In this paper, we take into account the appearance and dynamics of video surveillance scenes, as well as their spatial and temporal characteristics. Furthermore, deep features have stronger descriptive abilities compared to handcrafted features. Thus, in our proposed hybrid method that combines traditional and deep learning methods, we use deep features to replace handcrafted features and employ traditional machine learning methods to detect anomalies.
3.1. Object Detection
Traditional handcrafted features based on manually defined low-level visual features cannot represent complex behaviors and the extracted features are relatively simple, resulting in weak generalization ability. On the other hand, deep learning-based feature extraction can automatically learn the distribution rules of massive datasets and extract more robust high-level semantic features to better represent complex behaviors. However, low-level features often have some advantages that high-level features do not have, such as invariance under lighting changes, strong interpretability, and the ability to provide basic spatial, temporal, and frequency information. Therefore, this paper proposes to combine traditional background subtraction methods and the YOLACT network to detect and segment foreground images in video frames, which can not only use traditional methods to extract low-level features but also use deep learning to extract high-level semantic features, thus improving the accuracy and robustness of video anomaly detection.
Combining AGMM (Adaptive Gaussian Mixture Model) and YOLACT for video frame object extraction can enhance the accuracy and efficiency of the process.

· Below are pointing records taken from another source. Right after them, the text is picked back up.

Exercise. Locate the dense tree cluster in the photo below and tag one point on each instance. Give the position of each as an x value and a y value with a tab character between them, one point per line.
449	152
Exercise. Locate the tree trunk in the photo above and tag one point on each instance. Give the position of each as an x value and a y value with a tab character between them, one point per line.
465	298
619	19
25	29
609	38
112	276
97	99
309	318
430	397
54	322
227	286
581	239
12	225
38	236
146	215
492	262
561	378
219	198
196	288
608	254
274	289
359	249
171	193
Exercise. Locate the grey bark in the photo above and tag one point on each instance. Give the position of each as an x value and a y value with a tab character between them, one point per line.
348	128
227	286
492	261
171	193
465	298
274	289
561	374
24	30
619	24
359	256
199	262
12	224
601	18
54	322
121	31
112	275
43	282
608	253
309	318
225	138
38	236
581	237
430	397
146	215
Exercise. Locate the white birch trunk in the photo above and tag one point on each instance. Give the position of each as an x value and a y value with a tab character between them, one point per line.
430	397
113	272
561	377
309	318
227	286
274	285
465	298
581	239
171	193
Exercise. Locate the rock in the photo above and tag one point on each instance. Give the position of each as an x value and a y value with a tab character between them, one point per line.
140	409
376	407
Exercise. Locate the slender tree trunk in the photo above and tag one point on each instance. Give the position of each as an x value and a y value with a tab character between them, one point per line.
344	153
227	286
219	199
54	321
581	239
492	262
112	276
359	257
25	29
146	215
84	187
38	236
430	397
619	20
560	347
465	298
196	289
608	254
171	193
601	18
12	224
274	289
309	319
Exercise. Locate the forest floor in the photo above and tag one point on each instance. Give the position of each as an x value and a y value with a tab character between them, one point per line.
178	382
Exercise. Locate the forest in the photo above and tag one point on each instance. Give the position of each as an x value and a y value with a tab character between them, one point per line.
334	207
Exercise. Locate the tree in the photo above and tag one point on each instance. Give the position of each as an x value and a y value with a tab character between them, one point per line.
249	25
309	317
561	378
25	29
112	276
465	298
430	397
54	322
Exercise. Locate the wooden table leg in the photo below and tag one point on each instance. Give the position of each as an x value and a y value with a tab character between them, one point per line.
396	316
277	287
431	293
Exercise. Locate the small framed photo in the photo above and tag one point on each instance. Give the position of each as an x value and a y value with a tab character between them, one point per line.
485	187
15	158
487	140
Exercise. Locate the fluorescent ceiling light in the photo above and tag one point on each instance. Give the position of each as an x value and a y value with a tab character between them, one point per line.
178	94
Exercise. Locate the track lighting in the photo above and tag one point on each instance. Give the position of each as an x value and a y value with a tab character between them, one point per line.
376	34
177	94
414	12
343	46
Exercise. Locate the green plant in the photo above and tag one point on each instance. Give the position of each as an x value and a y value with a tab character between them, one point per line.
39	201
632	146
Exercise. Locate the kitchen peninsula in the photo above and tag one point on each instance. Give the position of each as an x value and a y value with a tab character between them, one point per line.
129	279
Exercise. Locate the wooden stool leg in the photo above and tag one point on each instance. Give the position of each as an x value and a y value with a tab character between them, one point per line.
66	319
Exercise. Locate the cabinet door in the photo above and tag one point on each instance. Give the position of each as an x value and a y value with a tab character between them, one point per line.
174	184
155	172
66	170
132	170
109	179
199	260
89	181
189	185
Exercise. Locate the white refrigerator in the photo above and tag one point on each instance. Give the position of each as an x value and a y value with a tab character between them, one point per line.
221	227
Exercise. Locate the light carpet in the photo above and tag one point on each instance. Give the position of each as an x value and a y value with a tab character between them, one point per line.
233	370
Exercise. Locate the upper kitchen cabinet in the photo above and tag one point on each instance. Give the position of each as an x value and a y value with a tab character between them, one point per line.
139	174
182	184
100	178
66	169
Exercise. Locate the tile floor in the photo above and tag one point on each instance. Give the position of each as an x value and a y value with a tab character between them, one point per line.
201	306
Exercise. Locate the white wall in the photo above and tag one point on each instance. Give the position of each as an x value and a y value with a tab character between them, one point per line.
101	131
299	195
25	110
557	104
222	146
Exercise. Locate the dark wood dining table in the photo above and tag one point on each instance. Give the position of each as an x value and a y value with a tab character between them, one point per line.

AGMM is a background subtraction method that models the background by a mixture of Gaussian distributions, and it adapts to the scene changes by adjusting the parameters of the distributions. AGMM can handle different types of scenes and achieve good results in complex environments with moving backgrounds. YOLACT, on the other hand, is a deep learning-based object detection and instance segmentation technique that combines target detection and instance segmentation using interactive convolutional networks (Interact Convolutional Networks). It can accurately detect and segment objects in real-time. By combining AGMM and YOLACT, we can use AGMM to effectively extract the background and foreground, and then use YOLACT to detect and segment the objects in the foreground. This method can effectively handle complex scenes and achieve better results than using only one method. Overall, the combination of AGMM and YOLACT can provide a more robust and accurate solution for video frame object extraction.
The integration of YOLACT and background subtraction technology to achieve video frame foreground image extraction can combine the advantages of the two methods to achieve more accurate and robust object detection and segmentation. The specific implementation is as follows:
1. The YOLACT technique was used for object detection and instance segmentation to obtain the foreground map .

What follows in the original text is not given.